Employers handle issues with aging workforce

DUNCANSVILLE — The workforce continues to age, but there are steps employers can take to deal with that problem.

“The implications of an aging workforce have become an issue over recent years. It is becoming more of an issue,” said Colleen Medlin, regional director of WorkStrategies at a Blair County Chamber of Commerce Safety Committee workshop Wednesday at Hoss’s Steak and Sea House.

According to Medlin, there are 76 million baby boomers who make up one-third of the U.S. workforce, and there are not enough young workers to replace them. There are

10 million workers older than 65.

The average age of the workforce in 1994 was 37.7, and it is projected to become 42.7 by 2024, Medlin said.

There are numerous physical changes with age that leads to issues.

Some of them include: decreased strength, muscular flexibility, joint range of motion, postural steadiness, grip strength, nervous system responses, visual capacity, mental processing and blood flow and tactile feedback, Medlin said.

“Strength and muscle changes with age is a natural process for our body. People can’t afford to retire, but can they meet the physical demands of the job?” Medlin asked.

The most common workplace accidents for workers 65 and older are falls.

“The number of people over the age of 65 who fall every year is 3 percent, but those which lead to fractures and spinal cord injuries are

87 percent,” Medlin said. “When it comes to employers, how many of you want to have employees older than 65?”

Older workers often experience vision problems — cataracts are a leading issue.

Steps to improve vision in the workplace include providing adequate lighting, UV glare and brightness protection and foreign object protection, Medlin said.

Musculoskeletal conditions can also be a problem.

“A lot of these are part of the aging process. They are not always a work injury,” Medlin said.

An example is osteoarthritis, as 600,000 Americans had knee replacements in 2011, and by 2030 that number will be 3.5 million, Medlin said.

Spinal stenosis and other deformities are more common, and rotator cuff tears are another common problem for aging workers.

However, Medlin said there are several solutions for employers to manage their aging workforce.

Some of those include preparing job descriptions with accurate physical demands, requiring post-offer and fit-for-duty testing, education programs, ergonomic assessments, conditioning programs and functional physical therapy and work conditioning.

“Job analysis reports are important. It drives me bonkers when patients don’t have a job analysis report. You need to do a job analysis of their job demands. You need a detailed job description,” Medlin said.
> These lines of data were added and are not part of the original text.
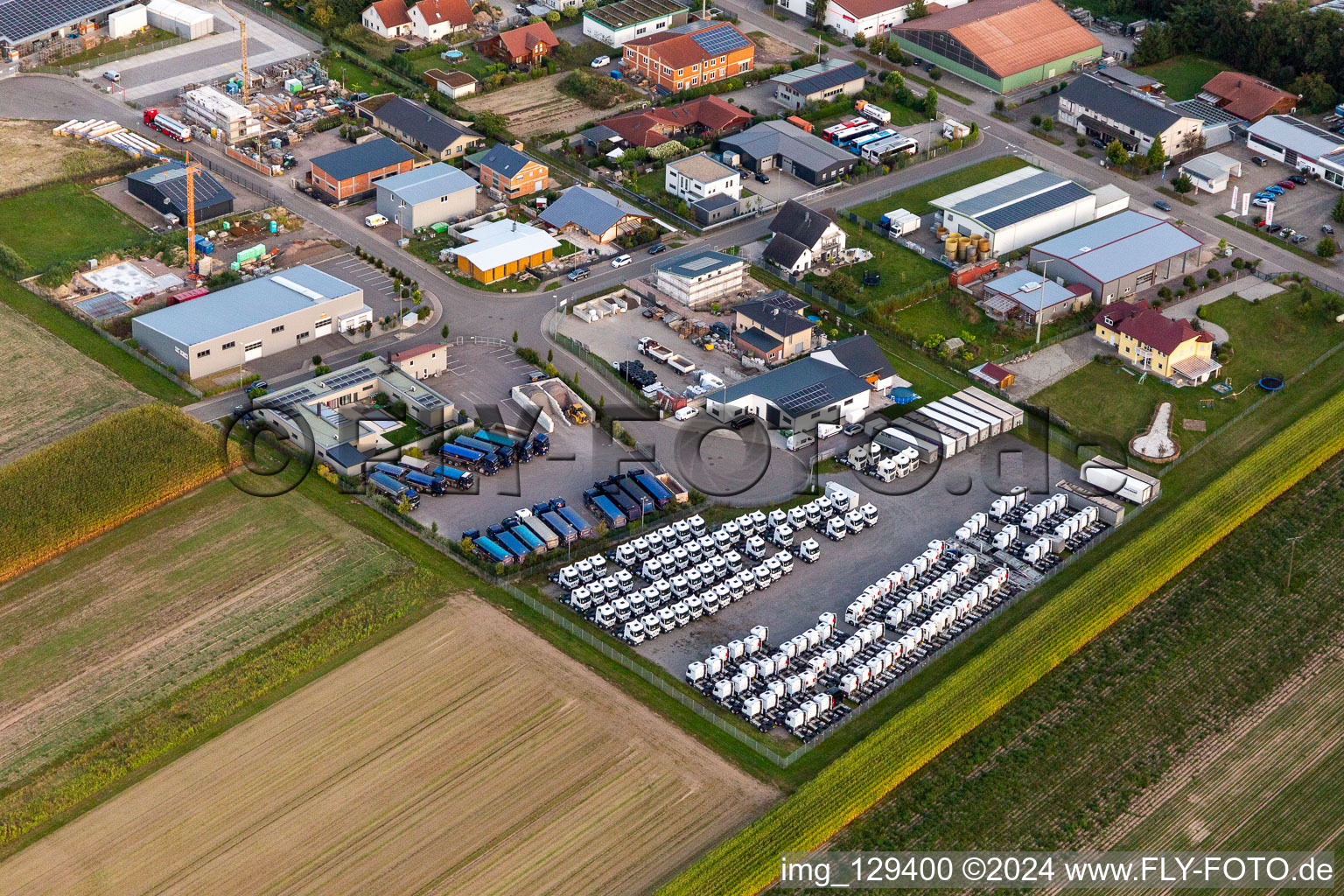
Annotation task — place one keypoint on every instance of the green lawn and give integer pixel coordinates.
(1268, 336)
(900, 269)
(915, 199)
(1183, 75)
(63, 222)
Post-offer and fit-for-duty testing is also important.

“Sometimes, when people apply, they are given a conditional job offer and go through physical testing. The tests are based on essential job functions. Even if they fail, the employer can still hire you, but you are taking a risk if you hire someone who doesn’t pass the test. Employers should hire physically qualified individuals,” Medlin said.

Fit-for-duty testing is legal.

“Under the (Americans with Disabilities Act), medical exams may be required when an employee suffers an injury on the job. Such an exam may be required when an employee wants to return to work,” Medlin said.
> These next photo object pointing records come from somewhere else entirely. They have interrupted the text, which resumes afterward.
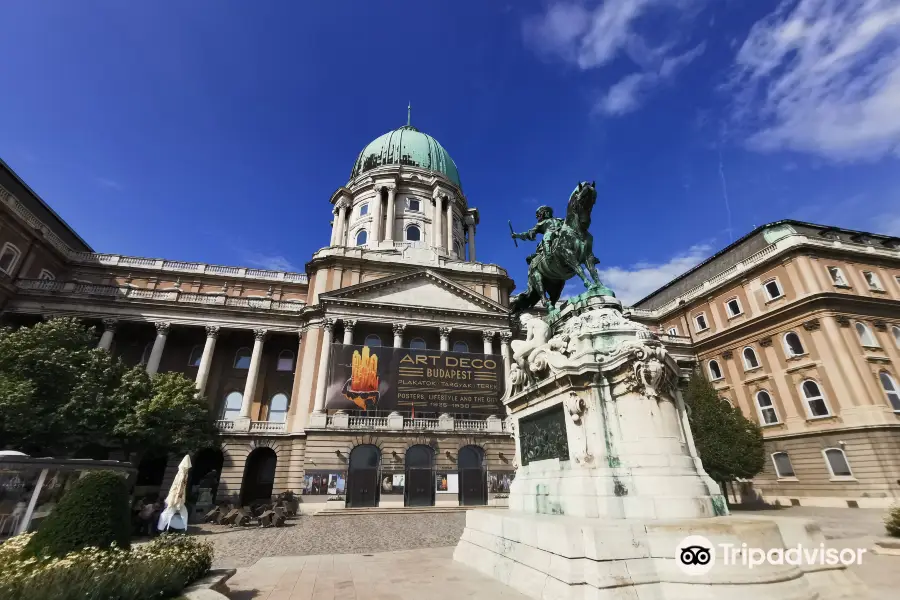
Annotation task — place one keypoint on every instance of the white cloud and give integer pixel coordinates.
(636, 281)
(592, 38)
(273, 263)
(823, 76)
(628, 93)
Education programs — such as safety education, behavior modification and stretching programs — are very important.

“We can work with employers to modify job demands such as increased use of mechanical lifts. We need to make sure the therapy is function based, make sure they are getting skilled active care that is job specific,” Medlin said.

Eighty percent of injuries are due to worker behavior, not the job description, Medlin said.

“We can educate the workers to reduce stress on their joints. We need to educate them on behavior and modify the job situation,” Medlin said.

Having a good safety committee can also be helpful, said Jon Mills, clinic

manager of NovaCare Rehabilitation in Lakemont.

Mills mentioned Albemarle Corp. of Tyrone as an example.

“They have a nurse on site,” Mills said.